新明和工業「イオンエッチングサンプル」新明和工業「イオンエッチングサンプル」 新明和工業は、こうした各種コーティングを多品種少量の超硬基材に施した小径工具や金型向けに、全膜種の除膜に対応する小型エッチング装置を参考出品した。ArやO2などのガスをイオン化して基材に照射しコーティング層を除去しつつ形状やシャープエッジを維持する。CFRPの加工に使われるダイヤモンド被覆工具など高価な超硬工具の除膜・再成膜による再生のほか、再生使用の要求の高い超硬金型向けにもアピールしている。

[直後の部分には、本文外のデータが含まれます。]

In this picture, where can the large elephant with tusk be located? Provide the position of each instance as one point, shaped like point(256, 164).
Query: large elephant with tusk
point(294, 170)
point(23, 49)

不二WPC「食品用カッタのサンプル」不二WPC「食品用カッタのサンプル」 不二WPCは、食品分野でのフッ素樹脂被膜の自主規制の動向に伴い、金属を表面改質し摺動性を改善するWPC処理を提案。製麺工程では表面凹凸によって打粉がのりやすくなり面とローラが張り付きにくくなることや、表面効果で耐摩耗性が高まりローラのメンテナンス性が向上すること、フッ素樹脂被膜よりも低コストで洗浄性が良好なことといったメリットも打ち出した。同社ではまた食品工程の搬送や包装工程で超短パルスレーザ加工による摩擦制御を提案、包装シートの切断カッタへの適用による切れ味向上など謳っている。


光栄テクノシステム「溶射による機械部品の再生例」光栄テクノシステム「溶射による機械部品の再生例」 光栄テクノシステムは、高効率・高付加価値製品を創出し省資源、省エネルギーによる地球環境保全に寄与する技術として溶射による機械部品の再生を提案した。ベアリング部やメカニカルシール摺動面など摩耗・損傷した部品の肉盛復元や、クランクシャフト、シリンダブロック、シリンダヘッドなど各種エンジン部品の耐食や復元(寸法)加工など部品再生の豊富な実績をアピールした。